## Apply FA*IR post-processing re-ranking (inspired by Zehlike et al.) to improve group fairness in top-K recommendations

In [1]:
import pandas as pd
import matplotlib.pyplot as plt
import seaborn as sns

# === Step 1: Load training interactions to calculate item frequency ===
train_inter_df = pd.read_csv('../datasets/split_datasets/lastfm-nl/lastfm-nl.train.inter', sep='\t')

# Count item frequency in training data
item_freq = train_inter_df['artist_id:token'].value_counts()
item_freq.index = item_freq.index.astype(str)
print(f"Total unique items in training: {len(item_freq)}")

Total unique items in training: 32926


In [2]:
# Sort items by frequency (high to low)
item_freq_sorted = item_freq.sort_values(ascending=False)

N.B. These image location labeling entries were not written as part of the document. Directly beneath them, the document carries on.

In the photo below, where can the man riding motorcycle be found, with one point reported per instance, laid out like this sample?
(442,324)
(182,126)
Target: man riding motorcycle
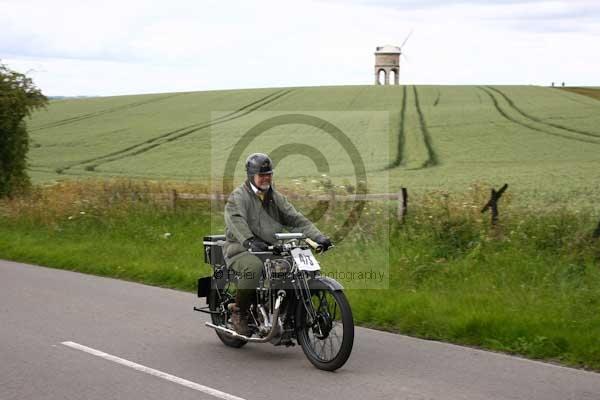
(253,213)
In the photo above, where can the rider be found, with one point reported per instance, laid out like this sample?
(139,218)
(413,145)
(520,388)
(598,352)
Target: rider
(253,213)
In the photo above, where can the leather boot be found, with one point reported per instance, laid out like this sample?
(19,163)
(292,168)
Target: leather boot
(239,315)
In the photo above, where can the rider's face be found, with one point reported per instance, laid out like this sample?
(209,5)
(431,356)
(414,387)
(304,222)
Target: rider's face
(263,181)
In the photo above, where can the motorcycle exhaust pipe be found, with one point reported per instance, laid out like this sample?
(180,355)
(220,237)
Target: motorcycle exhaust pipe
(270,335)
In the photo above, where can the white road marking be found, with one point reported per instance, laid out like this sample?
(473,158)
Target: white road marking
(154,372)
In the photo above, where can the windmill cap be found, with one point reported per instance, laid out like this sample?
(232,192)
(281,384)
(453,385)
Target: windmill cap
(387,49)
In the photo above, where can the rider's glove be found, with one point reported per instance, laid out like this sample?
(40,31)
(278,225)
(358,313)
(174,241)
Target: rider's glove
(324,242)
(255,245)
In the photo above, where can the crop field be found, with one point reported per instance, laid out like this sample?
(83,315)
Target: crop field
(543,142)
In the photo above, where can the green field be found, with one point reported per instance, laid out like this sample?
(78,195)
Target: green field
(544,142)
(530,285)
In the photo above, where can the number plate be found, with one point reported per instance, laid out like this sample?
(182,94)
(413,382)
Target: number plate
(305,260)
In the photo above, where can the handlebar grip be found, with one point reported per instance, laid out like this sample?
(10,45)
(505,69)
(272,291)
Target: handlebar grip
(317,247)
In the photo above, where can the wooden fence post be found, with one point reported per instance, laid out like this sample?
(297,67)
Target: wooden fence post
(402,204)
(173,199)
(493,203)
(596,233)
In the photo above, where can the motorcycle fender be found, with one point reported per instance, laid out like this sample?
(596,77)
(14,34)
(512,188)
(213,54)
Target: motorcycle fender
(324,282)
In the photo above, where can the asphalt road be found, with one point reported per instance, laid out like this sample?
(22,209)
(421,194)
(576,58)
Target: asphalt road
(167,353)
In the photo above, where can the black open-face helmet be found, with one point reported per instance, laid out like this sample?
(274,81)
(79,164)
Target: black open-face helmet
(258,163)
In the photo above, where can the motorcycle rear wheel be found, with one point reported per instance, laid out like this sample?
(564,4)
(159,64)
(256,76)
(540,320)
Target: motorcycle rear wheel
(321,341)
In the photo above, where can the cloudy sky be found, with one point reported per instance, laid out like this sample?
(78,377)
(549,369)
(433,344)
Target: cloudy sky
(130,46)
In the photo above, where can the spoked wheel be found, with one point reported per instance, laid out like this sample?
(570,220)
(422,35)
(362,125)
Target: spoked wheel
(217,301)
(327,340)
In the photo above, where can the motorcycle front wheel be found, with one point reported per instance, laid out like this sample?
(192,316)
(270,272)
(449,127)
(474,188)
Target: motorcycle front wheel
(327,340)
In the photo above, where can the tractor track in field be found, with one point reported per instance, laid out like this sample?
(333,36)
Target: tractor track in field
(540,121)
(437,99)
(176,134)
(94,114)
(527,125)
(432,159)
(400,155)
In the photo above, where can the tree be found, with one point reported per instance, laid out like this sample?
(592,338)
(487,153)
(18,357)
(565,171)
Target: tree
(18,99)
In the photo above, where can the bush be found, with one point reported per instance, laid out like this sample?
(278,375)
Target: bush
(18,98)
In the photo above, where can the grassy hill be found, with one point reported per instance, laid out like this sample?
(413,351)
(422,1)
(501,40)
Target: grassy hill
(544,142)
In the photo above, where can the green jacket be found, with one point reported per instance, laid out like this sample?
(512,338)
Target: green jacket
(246,216)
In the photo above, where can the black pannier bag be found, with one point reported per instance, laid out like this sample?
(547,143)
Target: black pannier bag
(213,255)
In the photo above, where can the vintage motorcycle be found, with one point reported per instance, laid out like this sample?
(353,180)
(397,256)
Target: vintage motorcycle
(294,302)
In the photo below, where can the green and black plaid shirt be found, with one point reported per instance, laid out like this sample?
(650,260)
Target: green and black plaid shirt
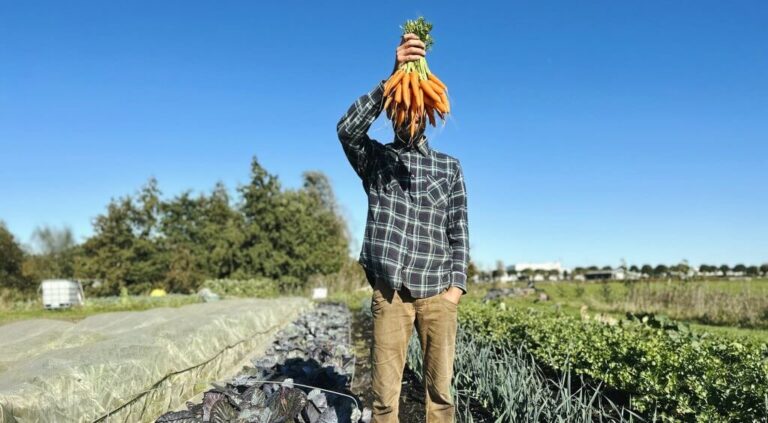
(416,234)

# Define long-tail cutoff (e.g., bottom 20%)
tail_ratio = 0.2
tail_cutoff_index = int((1 - tail_ratio) * len(item_freq_sorted))
tail_item_ids = set(item_freq_sorted.index[tail_cutoff_index:])

print(f"Defined long-tail as bottom {tail_ratio*100:.0f}% of items")
print(f"Tail threshold frequency (≤): {item_freq_sorted.iloc[tail_cutoff_index]}")
print(f"Number of long-tail items: {len(tail_item_ids)}")

Defined long-tail as bottom 20% of items
Tail threshold frequency (≤): 1
Number of long-tail items: 6586


In [3]:
# Load top-50 recommendation results ===
topk_df = pd.read_csv('../rank_results/lastfm-nl/lastfm_top50.csv')  # Format: user_id, gender, topk_items， topk_scores
print(f"Loaded Top-50 recommendations for {len(topk_df)} users")

Loaded Top-50 recommendations for 8792 users


In [4]:
K = 10  # Only evaluate the top-10
total_tail_before = 0

for items in topk_df['topk_items']:
    item_list = str(items).split(',')[:K]  # only use top-10
    tail_count = sum(i in tail_item_ids for i in item_list)
    total_tail_before += tail_count

num_users = len(topk_df)
avg_tail_items = total_tail_before / num_users
tail_ratio = avg_tail_items / K

print("\n=== Long-Tail Ratio in Top-10 ===")
print(f"Average long-tail items per user: {avg_tail_items:.4f}")
print(f"Long-tail item ratio in Top-10: {tail_ratio:.2%}")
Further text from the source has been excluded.